Riding south they came to the city of Beersheba where his mother Zibiah lived.  She had never returned to Jerusalem even after he became king because she had remarried and had a family down in Beersheba.  Joash and his bodyguards spent a very enjoyable week with Zibiah and her family.
From there they crossed over to the Mediterranean Sea and rode up the coast to the city of Joppa.  Large sailing ships from a land called Thrace sat at anchor in the harbor.  Joash visited the bazaar and purchased beautiful rugs and furniture to send back to the palace in Jerusalem.
The trip from Joppa back to the capital led through the Judean hills.  Most of the nights on their trip they simply built a fire and slept out under the stars.  But during the trip back to the capital the sky grew dark and threatened to rain.  When the clouds broke open and they found themselves soaked to the skin the king and his bodyguards decided they needed to find shelter.
“There’s a small village up ahead,” one of the guards shouted over the noise of the storm.  “Perhaps we can find a place there to get out of this rain.”

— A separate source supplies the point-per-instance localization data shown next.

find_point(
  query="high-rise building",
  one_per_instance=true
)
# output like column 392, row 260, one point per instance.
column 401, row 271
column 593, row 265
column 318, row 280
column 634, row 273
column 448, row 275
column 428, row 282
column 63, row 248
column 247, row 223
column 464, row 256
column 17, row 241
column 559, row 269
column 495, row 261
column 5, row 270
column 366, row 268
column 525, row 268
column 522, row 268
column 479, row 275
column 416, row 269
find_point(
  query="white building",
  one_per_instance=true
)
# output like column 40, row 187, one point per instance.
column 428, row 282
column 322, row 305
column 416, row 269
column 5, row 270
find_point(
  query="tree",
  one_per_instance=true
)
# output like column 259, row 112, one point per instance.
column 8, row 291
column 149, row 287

They spurred their horses on and dashed into the village, the hooves of their horses splattering mud into the air behind them.  Pulling their mounts to a stop in front of the largest house in the town, a guard jumped off and pounded on the door.
“Hello in there,” he shouted.  “Your sovereign, King Joash, needs a place to stay for the night.  He requests that you open your home to him and his retinue.”
The door swung open widely.  “Of course,” said the young man in the doorway.  Come in.  Come in.  Just leave your horses there and I will have them stabled.  We are pleased to welcome King Joash and his men.”
The rain-soaked travelers did not wait for a second invitation.  Tossing their reins to waiting servants they climbed down and dashed in out of the rain.
The host recognized the king immediately although it had been many years since he had last seen him.  But the king did not recognize his host.  He had no idea they would be spending the night in the home of his greatest enemy—Mattaniah bar-Mattan.